Effects of diminished stromal cell dlk expression on pre-B-cell growth. (A) Pre-B-cell colony assay. D-1-3 pre-B cells were seeded into 24-well dishes on irradiated BALB/c 3T3 (control) or dlk antisense transfectants (AS dlk) in the presence (left panel) or absence (right panel) of IL-7. Pre-B cells were seeded in 10-fold dilutions (x axis), and the number of colonies that formed at each pre-B-cell dilution (y axis) was plotted. The greatest number of individually discernible colonies was 40, so bars reaching 40+ indicate wells that were virtually confluent. Bar height represents the mean of duplicate wells. (B) Pre-B-cell growth analysis. Pre-B-cell line D-1-3 was seeded into wells of six-well culture dishes with irradiated stromal cell layers in the absence of IL-7. The mean number of viable pre-B cells in duplicate wells harvested on the indicated days is shown for nontransfected BALB/c 3T3 cells or for BALB/c 3T3 cell lines made by transfection with control plasmid containing no insert or the same plasmid containing full-length dlk cDNA either in the sense (Sense dlk) or antisense (AS dlk) orientation. The control, sense, and antisense lines were pooled following selection. Tr3 is a cloned derivative of the AS dlk line.

FIG. 3

Flow cytometry analysis of transfected BALB/c 3T3 cells. (A) Cells transfected with sense or antisense dlk expression constructs. Expression levels of CD44 and IFN-γ receptor (IFN-γ) are compared. (B) Cells transfected with antisense Notch constructs. Expression levels of Notch, CD44, and CD45RB are indicated. The thicker lines represent specific staining of the corresponding markers, whereas dotted or thinner lines represent the unstained controls.

FIG. 4

Effects of enforced downregulation of dlk expression on S10 stromal cells on pre-B-cell growth. (A) S10 cells stably transfected with sense or antisense dlk expression constructs were analyzed for their levels of dlk and CD44 expression.
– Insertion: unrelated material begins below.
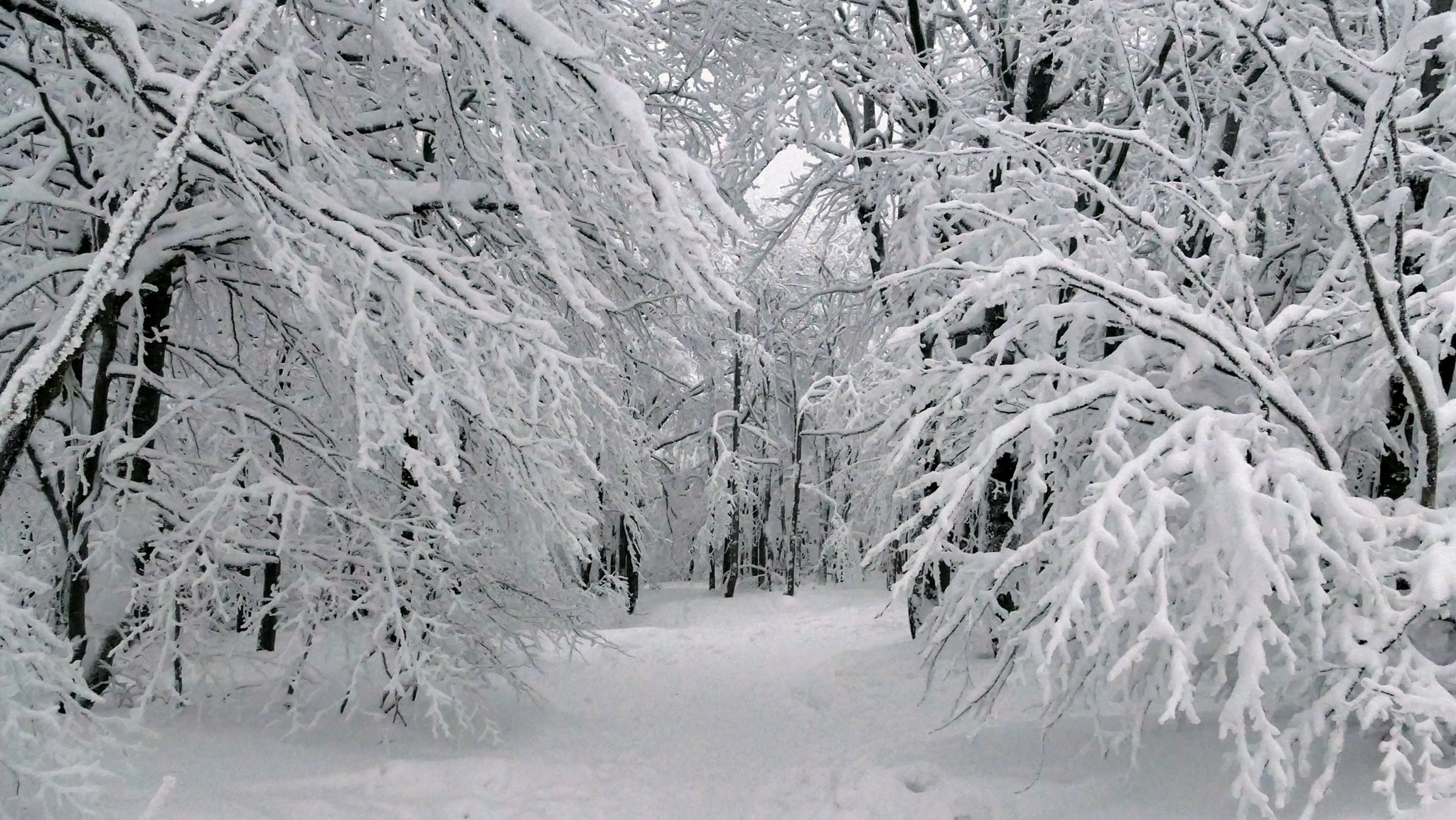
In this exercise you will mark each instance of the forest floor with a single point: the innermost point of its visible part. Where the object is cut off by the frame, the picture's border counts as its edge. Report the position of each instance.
(754, 708)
The thicker lines represent specific staining of the corresponding markers, whereas the thinner lines represent the unstained controls. (B) Transfected S10 cells were also used as stroma in cell colony assays using the D-1-3 pre-B-cell line. The bar graph represents the number of colonies that develop in relation to the number of pre-B cells seeded per well. The key shows what construct was transfected into S10 cells.

FIG. 5

Effects of diminished stromal cell dlk expression on pre-B-cell differentiation. (A) Cell surface marker analysis using the indicated antibodies was done on D-1-3 pre-B cells propagated either under normal culture conditions with S10 stromal cells and IL-7 or without IL-7 on low-dlk-expressing antisense transfectants (as-dlk or Tr3). Each dot plot panel displays fluorescence intensity for PE-labeled antibodies (FL-2; y axis) plotted against fluorescence for FITC-labeled antibodies (FL-1; x axis). (B) Gene expression analysis was done by using reverse transcription-PCR on RNAs isolated from D-1-3 pre-B cells propagated either under normal culture conditions with S10 stromal cells and IL-7 (indicated by +) or without IL-7 on low-dlk-expressing antisense transfectant Tr3 cells (indicated by −). The genes studied are indicated at the top of the panel. A 123-bp ladder (lane M) was included for determination of PCR product size. Lengths in base pairs (MW) of standards are shown on the left.

FIG. 6

Comparison of cell markers expressed by pre-B-cell lines freshly isolated from mouse fetal liver cells cultured over Tr3 stromal cells in the presence or absence of IL-7 and markers expressed by the pre-B-cell line D-1-3 cultured over S10 cells in the presence of IL-7. Developing colonies of fetal liver cells were expanded over Tr3 cells in the presence or absence of IL-7. Cell type abbreviations: FL, fetal liver origin; Tr3, stromal cell used; Isc, Iscove’s medium–4% FCS; IL-7, IL-7 added to the medium. The expression of cellular markers characteristic of the pre-B phenotype, including B220, ThB, CD43, and BP-1, was analyzed by flow cytometry.

FIG. 7

Effects of several stromal-cell-conditioned media on pre-B-cell growth. (A) Kinetics of apoptosis of D-1-3 pre-B cells cultured over S10 stromal cells in the presence of the indicated conditioned media or in the presence of normal medium with or without IL-7; (B) cell colony growth assay of D-1-3 pre-B cells cultured over S10 stromal cells in the presence of the indicated conditioned media.